Dia menginginkan sidang ulang untuk Rob, dan pihak-pihak yang
berpengaruh di sini mengharapkan keinginannya itu terwujud."
"Kau akan dipanggil untuk memberikan kesaksian, Joan,"
ujarku. "Aku tahu. Aku dianggap orang terakhir yang melihat Andrea
dalam keadaan hidup." Ia tampak ragu, kemudian menambahkan.
"Kecuali si pembunuh itu, tentunya."
Kami sama-sama terdiam selama beberapa saat. Setelah itu aku
berkata, "Joan, aku butuh tahu semua yang kauingat mengenai malam
terakhir itu. Aku sudah membaca transkripsi sidang itu berulangulang, dan sempat
terpintas dalam diriku bahwa kesaksianmu singkat
sekali." Ia menempatkan sikunya di atas meja, melipat kedua tangannya,
kemudian menumpu dagu di atasnya. "Memang singkat sekali, karena
si penuntut umum maupun si pembela tidak menanyakan padaku,
kalau kita menengok ke belakang, apa-apa yang menurutku
seharusnya mereka tanyakan."
"Misalnya?" "Tentang Will Nebels, umpamanya," sahutnya. "Kau ingat dia
itu pekerja serabutan, dan biasa melayani siapa saja di kota ini pada
waktu itu. Dia membantu pengerjaan teras kalian, kan?"

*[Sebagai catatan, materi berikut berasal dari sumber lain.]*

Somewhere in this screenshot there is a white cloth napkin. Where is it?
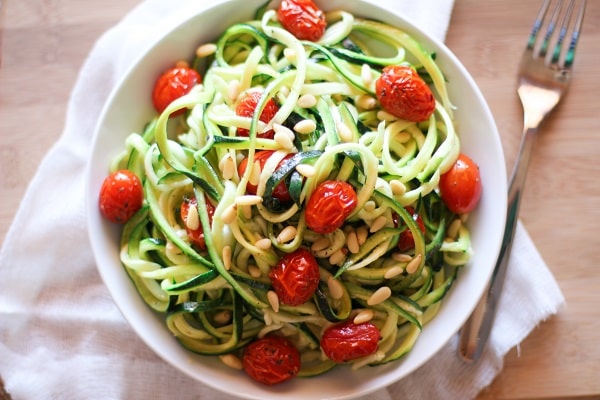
[0,0,564,400]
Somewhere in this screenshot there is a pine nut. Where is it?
[406,253,423,274]
[219,153,235,180]
[296,164,317,178]
[310,236,331,252]
[352,308,375,325]
[196,43,217,58]
[221,246,231,271]
[277,225,298,244]
[356,226,369,246]
[383,265,404,279]
[327,275,344,300]
[392,253,412,262]
[227,79,242,101]
[267,290,279,312]
[221,204,237,225]
[346,231,360,254]
[185,206,200,231]
[296,94,317,108]
[254,238,272,250]
[390,179,406,196]
[369,215,387,233]
[335,121,354,143]
[356,94,377,110]
[367,286,392,306]
[219,354,244,371]
[329,249,347,265]
[294,119,317,134]
[360,64,373,87]
[235,194,262,206]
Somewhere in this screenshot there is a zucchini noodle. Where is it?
[111,5,472,376]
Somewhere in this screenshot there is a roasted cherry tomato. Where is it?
[439,154,482,214]
[269,247,320,306]
[235,89,279,139]
[99,169,144,224]
[321,320,381,363]
[242,335,300,385]
[152,67,202,115]
[238,150,293,203]
[393,206,425,251]
[304,180,358,234]
[179,197,215,250]
[375,65,435,122]
[277,0,327,42]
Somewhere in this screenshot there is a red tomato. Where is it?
[277,0,327,42]
[305,181,358,234]
[375,65,435,122]
[439,154,482,214]
[269,248,320,306]
[99,169,144,224]
[179,197,215,250]
[394,206,425,251]
[235,90,279,139]
[242,335,300,385]
[152,67,202,115]
[321,320,381,363]
[238,150,293,203]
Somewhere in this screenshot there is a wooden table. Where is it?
[0,0,600,399]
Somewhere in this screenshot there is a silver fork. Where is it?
[458,0,586,363]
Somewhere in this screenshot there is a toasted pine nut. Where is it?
[369,215,387,233]
[336,121,354,143]
[296,94,317,108]
[327,275,344,300]
[267,290,279,312]
[406,253,423,274]
[219,354,244,371]
[383,265,404,279]
[346,231,360,254]
[294,118,317,134]
[221,246,231,271]
[329,249,346,265]
[390,179,406,196]
[235,194,262,206]
[221,204,237,225]
[352,308,375,325]
[196,43,217,58]
[296,164,317,178]
[367,286,392,306]
[277,225,298,244]
[310,236,331,251]
[254,238,272,250]
[185,206,200,231]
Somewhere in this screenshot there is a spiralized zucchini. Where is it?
[111,5,471,376]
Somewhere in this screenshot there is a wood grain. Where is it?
[0,0,600,400]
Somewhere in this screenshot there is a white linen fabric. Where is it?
[0,0,564,400]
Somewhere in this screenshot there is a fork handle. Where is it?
[458,124,537,363]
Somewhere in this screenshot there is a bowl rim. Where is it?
[86,0,507,399]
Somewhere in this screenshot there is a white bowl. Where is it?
[87,0,507,400]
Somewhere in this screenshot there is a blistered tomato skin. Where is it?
[321,320,381,363]
[152,67,202,115]
[179,197,215,250]
[277,0,327,42]
[269,248,320,306]
[238,150,293,204]
[304,180,358,234]
[439,154,482,214]
[235,90,279,139]
[99,170,144,224]
[375,65,435,122]
[242,335,301,386]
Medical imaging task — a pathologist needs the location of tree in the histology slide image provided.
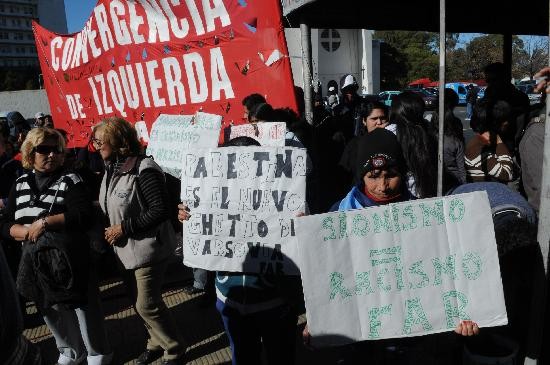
[0,67,40,91]
[512,36,548,79]
[373,31,439,88]
[380,42,407,90]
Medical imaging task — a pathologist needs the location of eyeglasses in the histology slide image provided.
[33,145,63,156]
[92,138,103,148]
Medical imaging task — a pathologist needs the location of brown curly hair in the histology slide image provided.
[92,117,143,157]
[21,127,65,170]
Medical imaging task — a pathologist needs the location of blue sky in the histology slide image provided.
[65,0,548,47]
[65,0,97,33]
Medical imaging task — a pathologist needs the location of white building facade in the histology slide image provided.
[0,0,67,68]
[285,28,380,95]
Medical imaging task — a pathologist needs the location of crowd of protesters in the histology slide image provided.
[0,64,550,365]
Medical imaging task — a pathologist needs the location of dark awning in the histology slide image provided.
[282,0,548,35]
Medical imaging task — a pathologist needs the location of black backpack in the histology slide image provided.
[135,156,183,233]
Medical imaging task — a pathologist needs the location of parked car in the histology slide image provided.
[516,83,542,105]
[363,94,382,103]
[0,111,32,138]
[424,87,439,96]
[404,88,439,110]
[445,82,470,105]
[477,86,487,100]
[378,91,401,106]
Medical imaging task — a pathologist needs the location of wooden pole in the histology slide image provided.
[434,0,446,196]
[300,23,313,125]
[537,2,550,274]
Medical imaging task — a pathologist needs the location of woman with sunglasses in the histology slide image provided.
[0,127,112,365]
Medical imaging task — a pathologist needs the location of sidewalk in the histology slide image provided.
[24,264,336,365]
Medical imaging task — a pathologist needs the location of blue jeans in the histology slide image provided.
[466,103,474,119]
[193,268,208,290]
[216,299,297,365]
[40,273,113,365]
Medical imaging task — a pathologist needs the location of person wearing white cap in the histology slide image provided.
[334,74,363,143]
[34,112,46,127]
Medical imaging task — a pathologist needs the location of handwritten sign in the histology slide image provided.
[147,113,221,179]
[134,120,153,145]
[295,192,507,345]
[230,122,286,147]
[181,147,306,274]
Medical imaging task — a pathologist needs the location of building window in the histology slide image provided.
[321,29,342,52]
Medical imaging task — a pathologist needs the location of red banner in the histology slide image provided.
[33,0,296,146]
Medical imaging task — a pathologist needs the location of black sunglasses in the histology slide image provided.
[33,145,63,156]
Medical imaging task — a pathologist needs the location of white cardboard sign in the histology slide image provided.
[295,192,507,345]
[230,122,286,147]
[147,113,222,179]
[181,147,306,275]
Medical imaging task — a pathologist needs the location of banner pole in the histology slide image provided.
[537,0,550,274]
[300,23,313,125]
[437,0,446,196]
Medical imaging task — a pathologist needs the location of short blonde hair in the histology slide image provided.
[92,117,143,157]
[21,127,65,170]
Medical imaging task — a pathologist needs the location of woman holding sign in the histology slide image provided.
[92,118,186,364]
[303,128,479,364]
[178,136,302,365]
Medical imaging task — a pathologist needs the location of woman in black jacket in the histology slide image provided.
[0,128,112,364]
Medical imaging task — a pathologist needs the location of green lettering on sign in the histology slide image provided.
[369,304,391,340]
[330,272,352,300]
[449,198,466,223]
[338,212,348,239]
[420,200,445,227]
[403,298,432,335]
[401,205,418,231]
[355,271,374,295]
[442,290,470,329]
[321,217,336,241]
[351,214,370,237]
[462,252,482,280]
[409,260,430,289]
[372,209,392,233]
[432,255,456,286]
[376,267,391,292]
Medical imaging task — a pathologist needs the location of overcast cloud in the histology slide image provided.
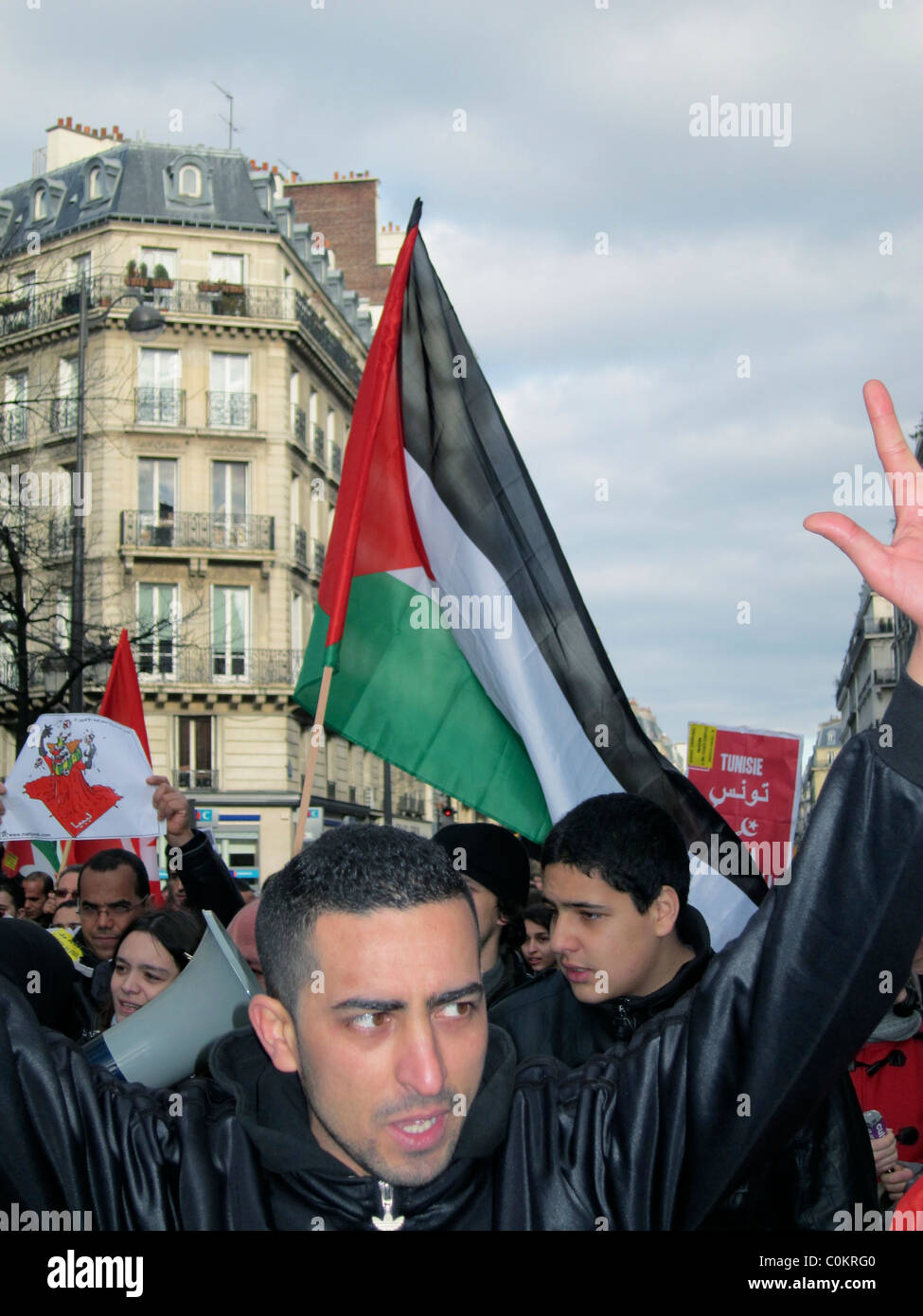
[0,0,923,757]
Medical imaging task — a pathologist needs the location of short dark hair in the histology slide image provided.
[541,795,688,914]
[77,849,151,900]
[257,824,478,1017]
[0,878,25,909]
[16,868,54,897]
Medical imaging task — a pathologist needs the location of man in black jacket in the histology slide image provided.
[0,392,923,1231]
[489,795,877,1229]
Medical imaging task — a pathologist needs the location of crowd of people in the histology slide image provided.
[0,382,923,1231]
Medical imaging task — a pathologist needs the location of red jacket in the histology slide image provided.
[849,1029,923,1161]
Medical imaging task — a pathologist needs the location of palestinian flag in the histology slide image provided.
[0,841,58,880]
[295,202,765,942]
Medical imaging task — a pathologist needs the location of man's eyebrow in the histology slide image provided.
[330,982,485,1015]
[545,900,611,914]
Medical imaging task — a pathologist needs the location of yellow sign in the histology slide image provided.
[686,722,718,767]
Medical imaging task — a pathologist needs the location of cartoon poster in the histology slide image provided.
[0,713,165,843]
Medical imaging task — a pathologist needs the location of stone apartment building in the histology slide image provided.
[0,118,453,878]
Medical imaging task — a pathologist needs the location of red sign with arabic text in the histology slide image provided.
[688,722,802,880]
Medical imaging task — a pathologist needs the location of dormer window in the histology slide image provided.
[179,165,202,196]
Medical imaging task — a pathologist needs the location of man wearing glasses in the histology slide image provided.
[74,849,151,1028]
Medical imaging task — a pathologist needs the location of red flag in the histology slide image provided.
[67,631,163,905]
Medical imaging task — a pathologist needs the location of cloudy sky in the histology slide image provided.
[0,0,923,757]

"Ya." "Dia mereparasi pintu garasi kami setelah ibuku menabraknya
saat memundurkan mobil. Seperti biasa dikatakan ayahku, kalau Will
tidak sedang mabuk, dia tukang kayu yang andal. Tapi, tentu saja, kau
tidak bisa tahu kapan dia muncul."
"Aku ingat itu."
"Sesuatu yang mungkin tidak kauingat adalah, Andrea dan aku
sering mendiskusikan fakta bahwa kadang-kadang dia sedikit terlalu
ramah." "Terlalu ramah?"
Joan angkat bahu. "Sekarang ini, setelah mengetahui apa yang
kuketahui, aku bisa bilang dia berpotensi untuk menjadi pedophile pelaku pelecehan seks terhadap anak-anak. Maksudku, kita semua
mengenalnya karena dia pernah masuk ke rumah-rumah kita. Tapi
beberapa kali, saat kami berpapasan dengannya di jalan, dia suka
memeluk kami satu per satu dengan cara sok akrab - tapi itu tidak
akan terjadi, tentu saja, kalau ada orang dewasa di sekitar situ."
Aku tertegun. "Joan, aku yakin di usia itu pun aku pasti tahu
kalau Andrea sampai mengadukan dia pada ayahku. Aku masih ingat
ketika ayahku bilang pada Andrea untuk menjauhi Westerfield."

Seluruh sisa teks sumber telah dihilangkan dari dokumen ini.